Earlier this month we attended the British Science Festival in sunny Newcastle, and had a great time trying to squeeze in as many geological events as possible. Other than our own undeniably fabulous event, highlights include learning about UK landslides with the British Geological Survey, and urban carbon sinks with our very own soon to be President, Professor David Manning.
At ‘Monitoring the economic and scientific ripples of landslides‘ we got a sneak previous of the BGS’s new video, highlighting the work their landslides team carry out across the UK.
The team keep track, as far as possible, of the slips and slides that occur throughout the UK, to gain a better understanding of why they happen. In the past, this has relied on various traditional media, but social media is increasingly becoming a useful tool. If you happen to witness a landslide, get out of the way and then drop them a line!
We also had the chance to catch up with David Manning, Professor of Soil Science at Newcastle University, who is heading up some fascinating research into ‘urban carbon sinks’ – finding ways to use demolition sites and other city spaces to act as natural carbon capture and storage facilities.
‘As anyone who has done any geology in an urban setting will know’ he explains, ‘made ground is full of demolition material. We’ve been measuring how much carbon is taken up by this, and finding it’s something like 300 tonnes of carbon per hectare – almost twice what you would see in agricultural land.’
So could this see the redesign of cities in the future?
‘One of the plans we have for Newcastle is a 10 hectare site in the middle of the city where the brewery once was – famous for its brown ale. Now its a site that the city and the University are working on developing as a science campus, which will involve landscaping. Part of that will involve accelerating this carbon capture process.’
Lime in the cement used for construction contains calcium, and it’s this which provides the ingredient for carbon capture. Over the years, it reacts to the carbon dioxide in the soil solution to produce calcium carbonate. fixing the carbon in the soil.
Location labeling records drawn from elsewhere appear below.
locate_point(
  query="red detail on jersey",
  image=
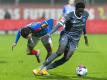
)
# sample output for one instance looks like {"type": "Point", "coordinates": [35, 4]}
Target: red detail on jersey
{"type": "Point", "coordinates": [62, 19]}
{"type": "Point", "coordinates": [34, 52]}
{"type": "Point", "coordinates": [38, 29]}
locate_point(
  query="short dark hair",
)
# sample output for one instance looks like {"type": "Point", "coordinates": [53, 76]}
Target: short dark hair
{"type": "Point", "coordinates": [25, 32]}
{"type": "Point", "coordinates": [80, 4]}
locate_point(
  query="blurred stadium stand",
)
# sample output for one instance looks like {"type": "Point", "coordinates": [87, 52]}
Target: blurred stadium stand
{"type": "Point", "coordinates": [23, 12]}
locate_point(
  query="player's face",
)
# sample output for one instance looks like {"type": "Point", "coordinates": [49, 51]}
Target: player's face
{"type": "Point", "coordinates": [29, 36]}
{"type": "Point", "coordinates": [79, 11]}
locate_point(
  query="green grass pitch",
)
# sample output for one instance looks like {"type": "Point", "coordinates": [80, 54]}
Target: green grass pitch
{"type": "Point", "coordinates": [16, 65]}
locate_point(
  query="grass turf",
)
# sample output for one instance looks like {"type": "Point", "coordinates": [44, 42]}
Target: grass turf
{"type": "Point", "coordinates": [16, 65]}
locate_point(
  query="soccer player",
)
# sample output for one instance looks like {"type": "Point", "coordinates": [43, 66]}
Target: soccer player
{"type": "Point", "coordinates": [33, 33]}
{"type": "Point", "coordinates": [75, 25]}
{"type": "Point", "coordinates": [69, 7]}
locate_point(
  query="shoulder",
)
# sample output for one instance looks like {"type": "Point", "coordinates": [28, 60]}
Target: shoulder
{"type": "Point", "coordinates": [86, 13]}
It’s even possible to do this on an individual level as well – although not everyone wants to fill their garden with demolition rubble, there are other ways to produce the effect.
‘Some of the crushed rock materials you can buy to improve your garden will carbonate, given time, and gradually improve the structure of the soil as well’ says David.
‘We would really like to turn the Newcastle site into a demonstration, monitor it over a few years and then grow it into other areas and climates as well.’
Blog readers: you have your orders. Get into your gardens and start burying some rubble!